Research efforts into the medical uses for cannabis have been stalled for years due to marijuana’s federal classification as a Schedule I drug. Now that a federally funded entity is giving medical credibility to cannabis it could usher in more CBD based medication.
The FDA commissioner, Scott Gottlieb remarked that "This approval serves as a reminder, that advancing sound development programs that properly evaluate active ingredients contained in marijuana can lead to important medical therapies."
Before approving Epidiolex, the FDA reviewed the findings of three clinical trials that produced convincing evidence that Cannabidiol was effective in treating several of the most severe symptoms of two types epilepsy, Lennox-Gastaut syndrome and Dravet syndrome.
Off Label Prescriptions
Medical patients will these conditions will be able to obtain a prescription for Epidiolex through their physician in the coming months.

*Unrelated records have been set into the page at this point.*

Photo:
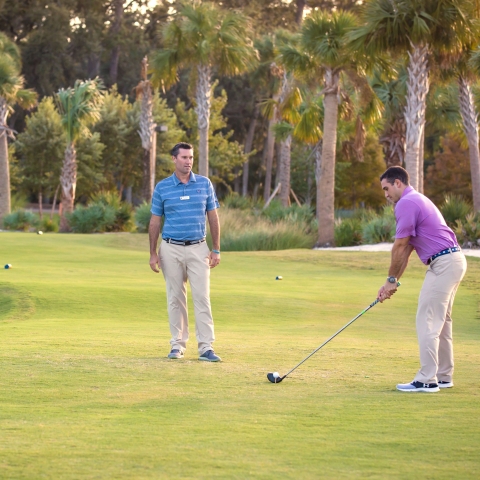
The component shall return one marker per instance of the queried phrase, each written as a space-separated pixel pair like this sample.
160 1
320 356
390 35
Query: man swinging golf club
421 227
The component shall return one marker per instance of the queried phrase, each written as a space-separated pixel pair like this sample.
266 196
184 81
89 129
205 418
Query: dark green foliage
40 149
20 220
142 217
96 218
348 232
123 221
455 208
105 213
380 228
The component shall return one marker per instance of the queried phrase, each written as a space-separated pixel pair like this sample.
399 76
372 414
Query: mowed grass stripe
86 390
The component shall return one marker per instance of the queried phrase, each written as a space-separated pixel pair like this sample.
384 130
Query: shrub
454 208
348 232
123 211
142 217
380 228
468 230
18 201
49 225
235 201
96 218
20 220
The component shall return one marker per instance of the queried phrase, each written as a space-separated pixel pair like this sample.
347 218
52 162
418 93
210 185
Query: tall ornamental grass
243 231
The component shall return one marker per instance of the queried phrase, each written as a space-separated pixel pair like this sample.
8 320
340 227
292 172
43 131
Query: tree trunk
417 90
40 204
421 162
147 133
326 185
248 149
285 158
317 170
299 13
393 143
116 25
470 127
5 205
202 109
146 193
269 159
68 181
54 202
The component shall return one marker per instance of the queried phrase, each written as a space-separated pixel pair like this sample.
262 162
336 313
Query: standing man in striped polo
421 227
185 200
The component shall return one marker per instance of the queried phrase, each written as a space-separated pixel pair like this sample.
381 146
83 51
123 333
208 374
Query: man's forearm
214 223
400 254
154 233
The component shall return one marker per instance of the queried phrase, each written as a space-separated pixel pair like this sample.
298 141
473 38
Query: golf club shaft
333 336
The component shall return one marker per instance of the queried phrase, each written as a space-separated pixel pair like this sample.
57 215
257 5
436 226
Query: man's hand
213 259
386 291
155 262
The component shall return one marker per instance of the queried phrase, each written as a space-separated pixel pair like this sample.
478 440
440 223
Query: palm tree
204 38
323 51
147 132
470 123
79 107
11 93
415 27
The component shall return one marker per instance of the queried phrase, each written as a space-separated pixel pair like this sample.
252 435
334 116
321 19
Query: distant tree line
309 100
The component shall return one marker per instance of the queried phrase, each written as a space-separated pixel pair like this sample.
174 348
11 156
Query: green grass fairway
86 390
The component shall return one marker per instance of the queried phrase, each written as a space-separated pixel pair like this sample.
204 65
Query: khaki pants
178 264
434 317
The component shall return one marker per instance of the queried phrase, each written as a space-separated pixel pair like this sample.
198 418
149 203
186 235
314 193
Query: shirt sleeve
212 201
157 203
406 214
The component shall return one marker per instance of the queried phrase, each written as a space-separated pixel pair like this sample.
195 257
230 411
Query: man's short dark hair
174 151
395 173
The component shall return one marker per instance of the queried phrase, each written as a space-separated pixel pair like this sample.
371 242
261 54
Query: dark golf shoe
175 354
418 387
209 356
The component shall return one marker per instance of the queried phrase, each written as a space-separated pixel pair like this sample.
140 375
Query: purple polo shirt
418 218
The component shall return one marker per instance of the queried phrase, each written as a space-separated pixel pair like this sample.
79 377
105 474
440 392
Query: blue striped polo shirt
184 206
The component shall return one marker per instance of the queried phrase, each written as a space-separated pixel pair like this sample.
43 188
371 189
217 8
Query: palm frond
80 106
308 129
27 98
282 130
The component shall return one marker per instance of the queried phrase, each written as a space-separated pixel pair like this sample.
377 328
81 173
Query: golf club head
273 379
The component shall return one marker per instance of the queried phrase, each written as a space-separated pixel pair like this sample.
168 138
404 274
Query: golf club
276 378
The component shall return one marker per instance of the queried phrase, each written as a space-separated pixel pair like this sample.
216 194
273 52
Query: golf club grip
336 333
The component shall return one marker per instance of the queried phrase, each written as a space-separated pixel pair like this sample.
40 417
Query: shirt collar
407 190
176 180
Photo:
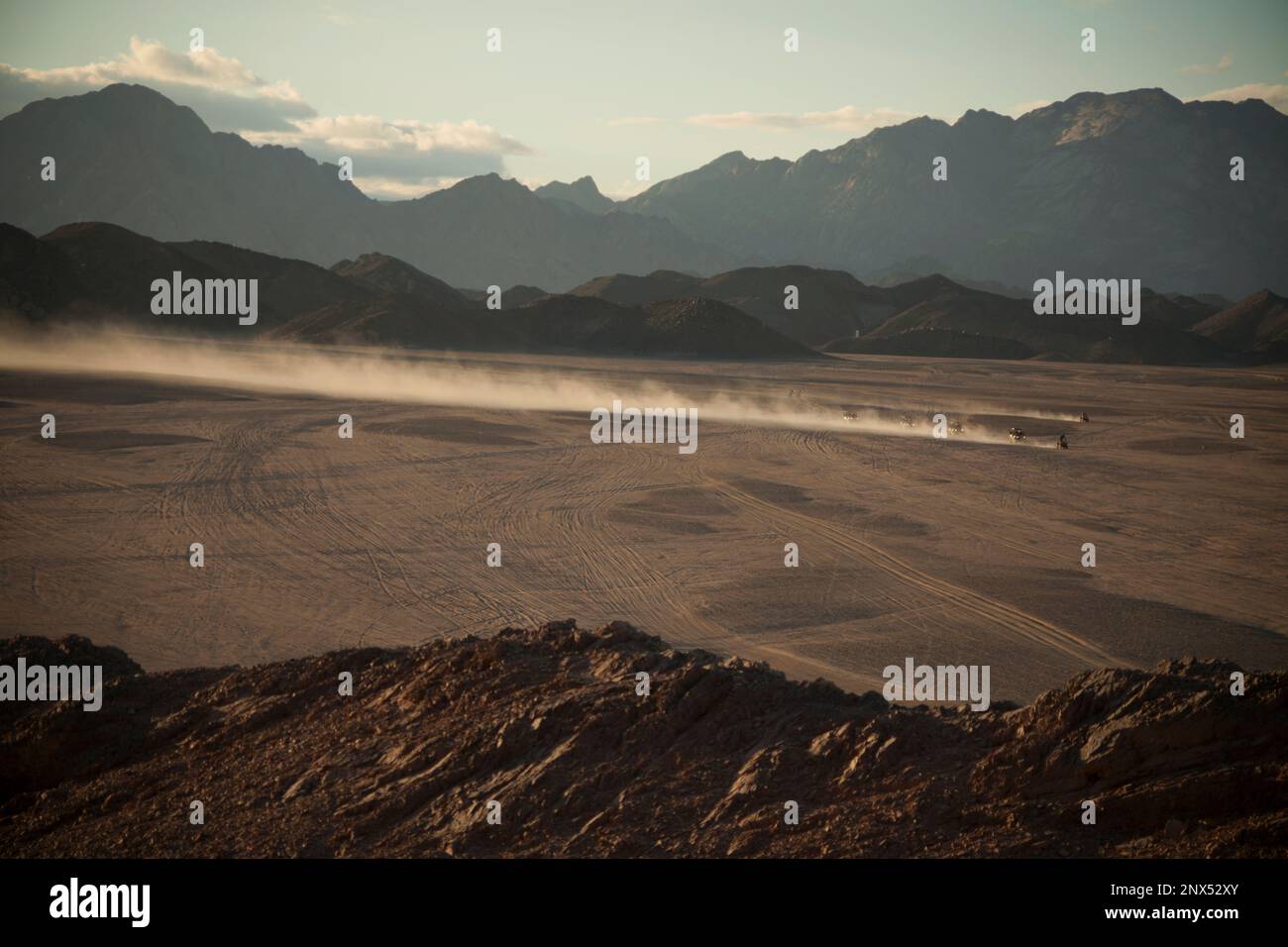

Even though Epidiolex is designed specifically for these types of epilepsy, licensed physicians can actually prescribe it "off-label" for any condition they feel it will be effective in treating.
Chief scientific officer, Laura Lubbers of Cure, a non-profit that funds epilepsy research, noted that, "We would expect that once this is approved as a drug it's quite likely this will be tried in other populations off-label so it has a big opportunity to affect others."
While epilepsy advocates are excited for the arrival of the new drug, medical professionals are afraid families with epileptic children might still seek cheaper CBD medication from dispensaries. Lubbers went on to say that, "What's different with (Epidiolex) is that this is a well-studied and well-controlled product."
Cannabis Reform Laws
One interesting repercussion of FDA’s approval of Epidiolex, is that now cannabis has been scientifically proven to offer medical benefits which directly opposes the Schedule I classification that maintains the drug has no medical benefits. Lawmakers on Capitol Hill will now be forced to reconcile the medical validity with how marijuana is classified.
The approval of a CBD based medication could be the tipping point for cannabis reform nationwide. As of now, 46 out of 50 states allow CBD oil to be used to treat medical conditions but new legislation could easily convert the four remaining states.